You don't have to be what they think


Yesterday I was on the phone with Marianne.  (I know, enough about her already.) We were talking about this whole authentic thing and we confirmed the following: it's hard.  It's so very easy to feel less than.  To compare yourself and those you love.  To wonder where you fit in and why and how.

(And we're old enough that it should be easy by now, right?)

I told her that I'm writing these posts because I want to get better at this.  I think/hope it will help.  I am certainly thinking about it a lot.  I've been thinking about not just Marianne but all of my siblings.  I wonder if the rest of them are all just smarter than me?  They never seemed, at least from where I sat, to struggle with feeling like they had to compare.

(Maybe they remember it differently?)

Olivia was just born independent and entertaining.  Enoch was born confident and charming.  Ammon, the youngest, was and is perfect.  (Thank goodness he wasn't born first.  I would have been doomed.)

But I want to talk about Tabor.

Because, besides being the funniest person I know and kind on a cellular level, he is authentic.  In a family of academically achieving siblings, Tabor, the fifth, has a learning disability.  He struggled to learn to read and spell and do division.  He struggled not to get A's in his classes, but to pass his classes.

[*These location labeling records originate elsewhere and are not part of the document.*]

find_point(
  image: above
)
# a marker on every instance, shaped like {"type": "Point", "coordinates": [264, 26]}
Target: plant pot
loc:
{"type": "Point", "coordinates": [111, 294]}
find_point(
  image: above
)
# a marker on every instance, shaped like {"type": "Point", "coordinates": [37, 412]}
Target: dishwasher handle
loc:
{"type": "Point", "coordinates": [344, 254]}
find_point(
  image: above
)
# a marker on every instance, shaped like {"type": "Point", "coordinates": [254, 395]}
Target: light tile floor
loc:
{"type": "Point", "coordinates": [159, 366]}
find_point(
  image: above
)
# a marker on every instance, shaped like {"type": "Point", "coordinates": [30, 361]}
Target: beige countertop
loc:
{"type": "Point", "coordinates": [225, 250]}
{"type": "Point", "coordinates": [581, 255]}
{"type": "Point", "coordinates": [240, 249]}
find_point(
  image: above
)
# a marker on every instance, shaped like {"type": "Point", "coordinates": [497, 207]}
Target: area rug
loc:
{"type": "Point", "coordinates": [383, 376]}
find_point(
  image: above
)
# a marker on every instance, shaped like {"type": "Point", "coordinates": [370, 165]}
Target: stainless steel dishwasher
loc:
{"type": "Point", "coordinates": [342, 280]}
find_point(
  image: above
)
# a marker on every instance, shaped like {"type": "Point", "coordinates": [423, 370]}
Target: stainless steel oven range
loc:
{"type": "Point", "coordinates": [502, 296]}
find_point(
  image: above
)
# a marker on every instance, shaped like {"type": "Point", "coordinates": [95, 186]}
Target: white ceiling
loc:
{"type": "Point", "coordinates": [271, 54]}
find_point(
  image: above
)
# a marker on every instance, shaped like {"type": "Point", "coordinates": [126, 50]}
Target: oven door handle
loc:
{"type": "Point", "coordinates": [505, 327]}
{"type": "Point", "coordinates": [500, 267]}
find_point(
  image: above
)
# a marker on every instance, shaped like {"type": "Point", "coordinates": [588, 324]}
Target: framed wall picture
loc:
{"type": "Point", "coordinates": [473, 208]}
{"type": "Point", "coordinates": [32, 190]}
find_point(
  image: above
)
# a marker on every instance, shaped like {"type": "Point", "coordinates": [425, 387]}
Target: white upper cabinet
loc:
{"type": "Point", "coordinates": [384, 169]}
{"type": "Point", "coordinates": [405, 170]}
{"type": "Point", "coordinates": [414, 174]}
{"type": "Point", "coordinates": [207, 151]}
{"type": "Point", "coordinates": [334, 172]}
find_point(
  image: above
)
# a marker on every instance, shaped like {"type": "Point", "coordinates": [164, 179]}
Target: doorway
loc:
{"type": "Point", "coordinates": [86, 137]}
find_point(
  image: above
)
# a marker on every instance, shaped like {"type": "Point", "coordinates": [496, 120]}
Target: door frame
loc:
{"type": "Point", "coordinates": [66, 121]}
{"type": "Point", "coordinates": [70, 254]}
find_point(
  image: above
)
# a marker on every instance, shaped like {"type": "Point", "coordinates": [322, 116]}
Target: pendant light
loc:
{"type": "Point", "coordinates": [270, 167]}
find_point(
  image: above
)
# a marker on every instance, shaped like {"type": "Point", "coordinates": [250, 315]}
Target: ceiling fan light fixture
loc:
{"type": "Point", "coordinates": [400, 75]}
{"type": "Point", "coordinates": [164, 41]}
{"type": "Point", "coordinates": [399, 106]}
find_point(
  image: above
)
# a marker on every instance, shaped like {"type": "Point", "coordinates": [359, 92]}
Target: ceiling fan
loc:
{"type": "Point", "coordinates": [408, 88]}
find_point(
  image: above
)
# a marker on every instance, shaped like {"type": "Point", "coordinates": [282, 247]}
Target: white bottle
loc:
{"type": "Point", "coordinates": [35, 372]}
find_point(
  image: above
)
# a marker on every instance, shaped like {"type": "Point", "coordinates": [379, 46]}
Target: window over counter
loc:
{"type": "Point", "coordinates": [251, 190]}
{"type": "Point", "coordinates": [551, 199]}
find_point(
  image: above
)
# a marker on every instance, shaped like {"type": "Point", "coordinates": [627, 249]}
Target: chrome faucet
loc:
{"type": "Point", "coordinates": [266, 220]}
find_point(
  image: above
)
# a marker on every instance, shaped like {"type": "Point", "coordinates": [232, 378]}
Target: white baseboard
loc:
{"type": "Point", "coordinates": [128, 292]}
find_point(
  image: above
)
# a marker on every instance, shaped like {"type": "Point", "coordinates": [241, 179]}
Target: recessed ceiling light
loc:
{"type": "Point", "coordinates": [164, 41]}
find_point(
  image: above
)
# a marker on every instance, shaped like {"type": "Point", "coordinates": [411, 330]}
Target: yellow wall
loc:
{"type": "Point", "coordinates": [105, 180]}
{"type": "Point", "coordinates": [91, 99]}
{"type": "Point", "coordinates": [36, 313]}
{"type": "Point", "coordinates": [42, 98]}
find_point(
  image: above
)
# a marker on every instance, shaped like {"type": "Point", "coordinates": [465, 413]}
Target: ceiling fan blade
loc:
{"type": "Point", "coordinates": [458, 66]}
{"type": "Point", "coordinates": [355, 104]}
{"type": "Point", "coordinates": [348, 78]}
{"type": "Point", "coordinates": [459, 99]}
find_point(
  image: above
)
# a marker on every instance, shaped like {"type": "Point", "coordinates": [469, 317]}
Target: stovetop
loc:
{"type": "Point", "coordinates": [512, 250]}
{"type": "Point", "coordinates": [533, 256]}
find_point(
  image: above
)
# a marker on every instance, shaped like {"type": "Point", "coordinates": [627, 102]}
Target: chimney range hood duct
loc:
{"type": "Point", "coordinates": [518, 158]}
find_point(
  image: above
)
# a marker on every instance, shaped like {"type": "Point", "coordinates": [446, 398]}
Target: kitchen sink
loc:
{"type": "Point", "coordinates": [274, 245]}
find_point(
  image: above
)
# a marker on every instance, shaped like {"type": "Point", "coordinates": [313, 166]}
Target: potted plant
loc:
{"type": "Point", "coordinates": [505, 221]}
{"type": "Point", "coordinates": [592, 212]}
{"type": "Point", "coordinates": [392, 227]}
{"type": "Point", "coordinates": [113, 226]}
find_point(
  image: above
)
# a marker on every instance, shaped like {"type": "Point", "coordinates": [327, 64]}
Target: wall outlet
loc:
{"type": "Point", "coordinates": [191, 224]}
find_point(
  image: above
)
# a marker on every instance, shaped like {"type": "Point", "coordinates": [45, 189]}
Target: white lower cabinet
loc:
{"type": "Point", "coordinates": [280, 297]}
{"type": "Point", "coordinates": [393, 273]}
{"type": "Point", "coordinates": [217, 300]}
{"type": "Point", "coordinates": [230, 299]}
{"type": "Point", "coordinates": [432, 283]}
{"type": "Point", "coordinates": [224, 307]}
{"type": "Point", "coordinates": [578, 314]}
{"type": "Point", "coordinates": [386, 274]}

We are pretty close and I never ever remember him complaining to me about feeling inferior.  I never remember him worrying about it, or whining about not measuring up.  Also, Tabor is six and a half feet tall.  His older siblings were basketball players (except, you know, me).  Marianne and Enoch were regular picture-in-the-newspaper stars at basketball.

But Tabor, tall and with more of a disposition to fight for rebounds than any of the rest of us, wasn't interested.  He didn't play basketball because he didn't want to.  He would never be swayed by arguments of all that height being wasted.  He didn't have anyone's expectations to live up to except his own.

Tabor has always been his own person and with his mustache and cowboy hat, he is to this day, his own person.  He is a college graduate, successful, a fabulous husband and father (and brother).  To my way of thinking, when it comes to being authentic, he is a hero.

This is us at an NFL game in Seattle.  Tabor...um...stood out a little.  I love that kid.

Lesson for me:  I don't have to live by anyone else's idea of who I should be, only my own.




1 comment:

Tabor said...

I feel flattered that you wrote such nice things about me. You are great. My hurt eye looks pretty creepy in that picture. I guess halloween is coming up.